Are we so trapped in the world we’ve created for ourselves online that we forget that the very people we attack are human-beings just like us, who have feelings – just like us – and aren’t always going to react the same way we do? Maybe we are the problem; maybe we are incapable of acknowledging that fact. Have we completely separated ourselves from who we are to what we do daily in our lives? Surely what we text and tweet have been floating around in our thoughts… right?
We are a generation equipped with faster, almost immediate forms of communication. How we use it is dependent on the individual. We see it happen to famous and even the not-so-famous persona’s where the verbal attacks are ruthless, malicious, and personal. Is this life? This digital platform allows scrutiny on so many levels and turns off-the-cuff Timeline scandal into a media parade which (if there’s enough interest) has the potential to make its way onto our TV screens and radio.
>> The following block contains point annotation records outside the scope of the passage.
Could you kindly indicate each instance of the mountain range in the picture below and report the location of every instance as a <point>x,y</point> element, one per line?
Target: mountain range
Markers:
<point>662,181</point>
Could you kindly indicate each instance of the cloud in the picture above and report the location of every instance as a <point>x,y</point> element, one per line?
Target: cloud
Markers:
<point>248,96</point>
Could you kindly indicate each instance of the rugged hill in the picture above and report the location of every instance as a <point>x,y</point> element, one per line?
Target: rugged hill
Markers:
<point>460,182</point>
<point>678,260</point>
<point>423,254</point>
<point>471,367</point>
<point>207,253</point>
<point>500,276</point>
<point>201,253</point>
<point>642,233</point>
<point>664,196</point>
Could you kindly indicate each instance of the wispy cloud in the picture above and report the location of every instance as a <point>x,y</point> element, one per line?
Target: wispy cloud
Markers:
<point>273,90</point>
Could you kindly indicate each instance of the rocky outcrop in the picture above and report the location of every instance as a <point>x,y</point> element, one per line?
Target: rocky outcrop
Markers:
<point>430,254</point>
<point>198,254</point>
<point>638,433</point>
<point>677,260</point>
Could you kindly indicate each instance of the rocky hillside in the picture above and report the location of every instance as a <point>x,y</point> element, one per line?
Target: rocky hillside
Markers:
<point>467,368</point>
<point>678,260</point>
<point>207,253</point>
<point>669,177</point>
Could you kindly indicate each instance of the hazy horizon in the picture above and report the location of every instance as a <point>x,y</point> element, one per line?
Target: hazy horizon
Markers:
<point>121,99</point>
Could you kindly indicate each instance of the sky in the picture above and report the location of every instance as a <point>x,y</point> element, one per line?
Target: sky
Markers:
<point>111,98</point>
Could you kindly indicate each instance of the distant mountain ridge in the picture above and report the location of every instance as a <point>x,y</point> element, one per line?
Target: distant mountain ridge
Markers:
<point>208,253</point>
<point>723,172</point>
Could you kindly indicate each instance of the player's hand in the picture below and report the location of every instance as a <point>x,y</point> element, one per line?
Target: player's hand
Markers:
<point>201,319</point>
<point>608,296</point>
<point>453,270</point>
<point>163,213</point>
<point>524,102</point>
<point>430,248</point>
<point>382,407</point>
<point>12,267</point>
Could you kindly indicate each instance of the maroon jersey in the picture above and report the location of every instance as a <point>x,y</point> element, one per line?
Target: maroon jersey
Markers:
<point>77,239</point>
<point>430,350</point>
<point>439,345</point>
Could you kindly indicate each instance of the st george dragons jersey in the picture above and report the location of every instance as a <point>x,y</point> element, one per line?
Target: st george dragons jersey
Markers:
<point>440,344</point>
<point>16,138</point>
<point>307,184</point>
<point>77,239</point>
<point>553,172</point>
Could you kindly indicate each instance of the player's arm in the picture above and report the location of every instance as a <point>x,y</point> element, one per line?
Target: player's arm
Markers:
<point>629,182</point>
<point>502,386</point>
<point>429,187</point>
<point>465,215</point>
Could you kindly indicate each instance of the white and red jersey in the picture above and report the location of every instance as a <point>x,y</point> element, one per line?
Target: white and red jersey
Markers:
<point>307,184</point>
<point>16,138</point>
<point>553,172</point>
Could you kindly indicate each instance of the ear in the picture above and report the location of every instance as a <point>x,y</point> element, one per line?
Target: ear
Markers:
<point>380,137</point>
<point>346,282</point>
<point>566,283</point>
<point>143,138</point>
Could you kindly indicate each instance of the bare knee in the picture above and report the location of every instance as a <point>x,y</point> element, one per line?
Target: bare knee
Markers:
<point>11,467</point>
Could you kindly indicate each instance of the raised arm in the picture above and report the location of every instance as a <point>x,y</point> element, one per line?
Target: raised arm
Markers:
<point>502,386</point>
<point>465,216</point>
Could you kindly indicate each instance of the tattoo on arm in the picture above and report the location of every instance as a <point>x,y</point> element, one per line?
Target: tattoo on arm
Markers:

Indirectly, internet thugs provide free PR to anyone who cares.
You could say the insight is perpetuated by our media but is that reason enough for people to taunt and ridicule another human being because their tweet was not an opinion we agreed with, or because we think we might know better? In a face-to-face situation, would you attack them as you do behind your phone or computer screen? And if it is your online persona, who is the mastermind behind it all?
A generation of vultures awaiting the carcass of someone we don’t know personally so we can feed off of the negativity that will come from their situation as “shits and giggles”. Vultures – that’s what we are. We’re stuck in our own utopia, fueled by nothing but hatred for people we might never get to meet; and for what?
We underestimate our words. We don’t know their full impact on the target neither the repercussions. Lord forbid a lawsuit is issued against you for defamation of character for the fouls tweets you post. Would “Its just twitter” cut it in the court of law?
So here we ask you: is the hierarchy of strangers we’re so obsessed with, fueled by verification ticks and number of followers,worth losing the very thing that makes us human; our ubuntu?
P.S. That ‘Unfollow’ button can become your best friend for the sake of world peace. Hit it with the utmost fake swag you could possibly exhibit.